The aggregation process transforms the uncertainty scores obtained from Model 2 into a time-series representation of policy uncertainty. This involves determining the time frame, normalizing the scores, aggregating them according to the chosen method (mean, median, or sum), applying smoothing techniques if necessary, and interpreting the final measure.

The dual-model approach allows for the creation of policy uncertainty indices that track the level of policy uncertainty in each category over time. For example, a monthly Exchange Rate Policy Uncertainty Index could be computed by averaging the uncertainty scores of all articles classified under that category in each month. Similar indices could be created for other categories.

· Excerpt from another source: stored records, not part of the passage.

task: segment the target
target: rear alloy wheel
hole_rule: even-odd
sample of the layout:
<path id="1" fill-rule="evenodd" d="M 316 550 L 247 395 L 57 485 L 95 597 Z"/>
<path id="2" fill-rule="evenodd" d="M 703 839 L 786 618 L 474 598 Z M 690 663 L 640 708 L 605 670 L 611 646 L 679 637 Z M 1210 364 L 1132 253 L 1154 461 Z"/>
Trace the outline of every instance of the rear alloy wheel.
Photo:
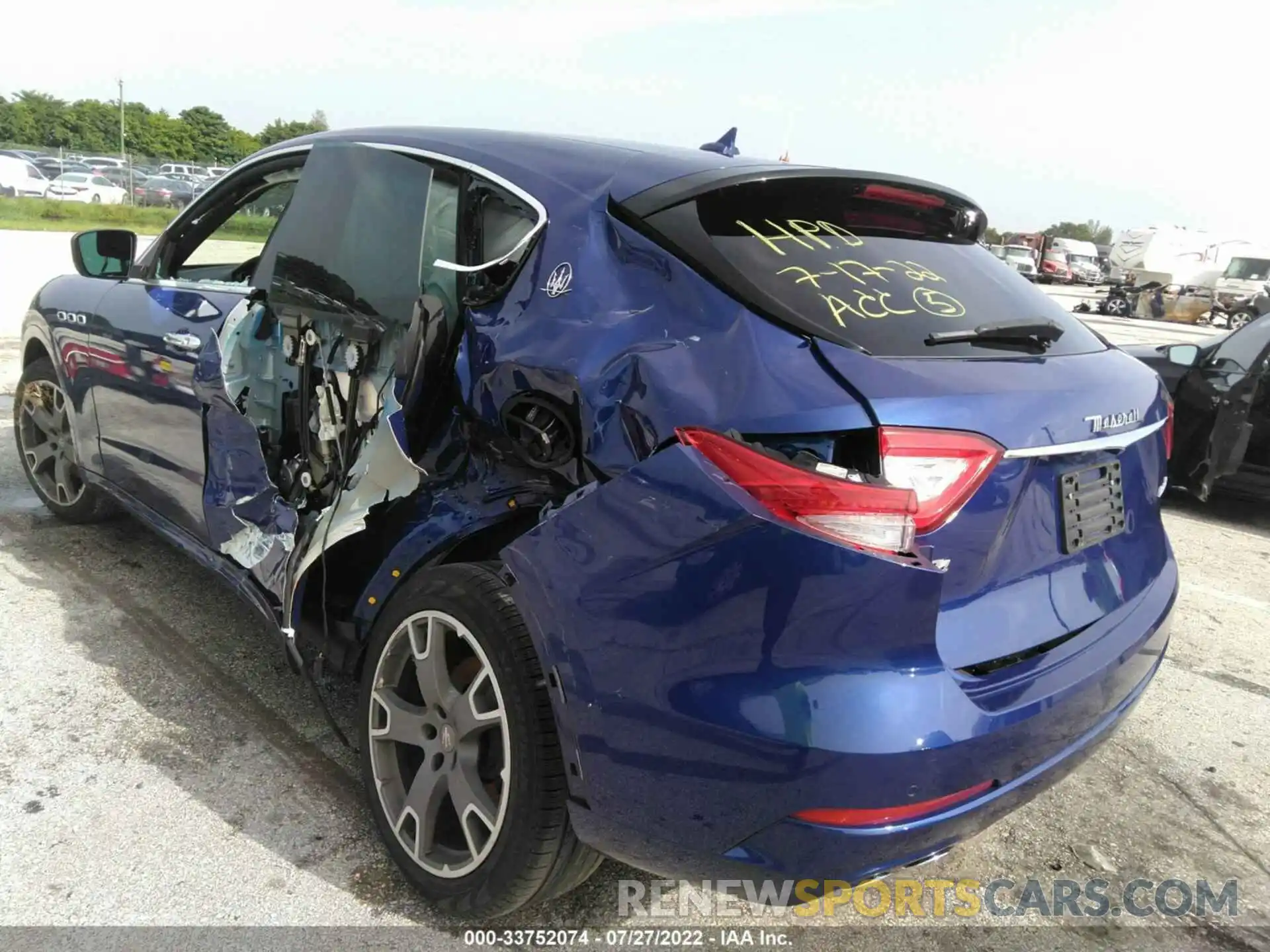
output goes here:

This approach provides valuable insights into the specific sources of policy uncertainty and how these evolve over time. It captures not only the overall level of policy uncertainty but also how this uncertainty is distributed across different policy areas. The relative weight of uncertainty-related topics in an article is indicative of the intensity of uncertainty, an assumption validated by comparing the results with other indicators of policy uncertainty.

However, the robustness of the findings should be verified by applying different topic modeling parameters and checking for consistency in the results. This ensures that the approach is tailored to the unique monetary landscape of Cambodia, reflecting the complexities associated with assessing policy uncertainty in a highly dollarized economy.